The Phillips 66 Company is an American multinational energy company headquartered in Westchase, Houston, Texas. Its name, dating back to 1927 as a trademark of the Phillips Petroleum Company, helped ground the newly reconfigured Phillips 66. The company today was formed ten years after Phillips merged with Conoco to form ConocoPhillips, the merged company spun off its refining, chemical, and retail assets (known as downstream operations in the oil industry) into a new company bearing the Phillips name. It began trading on the New York Stock Exchange on May 1, 2012, under the ticker PSX.

The company is engaged in refining, transporting, and marketing natural gas liquids (NGL) petrochemicals. They are also active in research and development of emerging energy sources and partners with Chevron on chemicals through a joint venture known as Chevron Phillips Chemical.[6]

Phillips 66 is ranked No. 29 on the Fortune 500 list and No. 74 on the Fortune Global 500 list as of 2022 with revenues of over $115 billion USD. Phillips 66 has approximately 14,000 employees worldwide and is active in the United States, United Kingdom, Germany, Austria, and Switzerland, and currently owns and licenses out various service station brands across the country, such as 76 and Conoco within the United States, and JET in Europe.[7][8]

Beginning
The Phillips Petroleum Company was founded by Lee Eldas “L.E.” Phillips and Frank Phillips of Bartlesville, Oklahoma, and incorporated on June 13, 1917. The new company had assets of $3 million, 27 employees and land throughout Oklahoma and Kansas.

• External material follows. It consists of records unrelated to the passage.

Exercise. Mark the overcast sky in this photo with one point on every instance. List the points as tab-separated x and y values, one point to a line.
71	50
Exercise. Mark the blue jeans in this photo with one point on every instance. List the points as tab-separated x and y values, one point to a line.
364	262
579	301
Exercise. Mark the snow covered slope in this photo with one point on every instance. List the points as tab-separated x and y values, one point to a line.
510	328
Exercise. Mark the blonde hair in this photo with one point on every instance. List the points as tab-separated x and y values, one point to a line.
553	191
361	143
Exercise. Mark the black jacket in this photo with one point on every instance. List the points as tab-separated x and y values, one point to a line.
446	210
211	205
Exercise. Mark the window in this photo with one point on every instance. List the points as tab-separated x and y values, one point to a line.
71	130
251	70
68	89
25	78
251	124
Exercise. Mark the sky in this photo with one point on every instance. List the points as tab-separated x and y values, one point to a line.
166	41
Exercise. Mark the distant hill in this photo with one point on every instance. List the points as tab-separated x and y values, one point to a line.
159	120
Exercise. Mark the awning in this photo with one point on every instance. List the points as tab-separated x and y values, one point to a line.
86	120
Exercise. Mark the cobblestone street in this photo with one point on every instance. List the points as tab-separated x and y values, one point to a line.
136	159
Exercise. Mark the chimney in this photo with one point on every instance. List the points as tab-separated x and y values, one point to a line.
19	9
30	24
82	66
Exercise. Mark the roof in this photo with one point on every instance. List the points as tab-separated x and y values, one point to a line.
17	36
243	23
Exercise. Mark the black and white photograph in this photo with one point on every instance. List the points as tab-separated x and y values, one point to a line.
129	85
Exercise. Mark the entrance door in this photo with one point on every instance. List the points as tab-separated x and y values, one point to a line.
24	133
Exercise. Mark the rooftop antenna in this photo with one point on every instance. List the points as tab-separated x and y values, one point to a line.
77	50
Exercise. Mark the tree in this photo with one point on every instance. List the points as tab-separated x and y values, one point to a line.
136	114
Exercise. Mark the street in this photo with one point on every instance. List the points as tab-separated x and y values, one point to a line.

After discovery of Texas’s huge Panhandle gas field in 1918 and the Hugoton Field to its north in Kansas, Phillips became increasingly involved in the rapidly developing natural gas industry. In particular, the company specialized in extracting liquids from natural gas and by 1925 was the nation’s largest producer of natural gas liquids. According to the Phillips Petroleum Company Museum in Bartlesville, the “Phillips 66” name for the gasoline came about by a combination of events.[9] The specific gravity of the gasoline was close to 66; the car testing the fuel did 66 miles per hour; and, the test took place on US Route 66.[9] So, the naming committee unanimously voted for “Phillips 66.”[9]

The first Phillips 66 service station opened November 19, 1927, at 805 E. Central Street in Wichita, Kansas.[10] This station still stands, preserved by the local historical society. The first Phillips 66 service station built in Texas opened on July 27, 1928, on the corner of 5th and Main streets in Turkey, Texas.[11]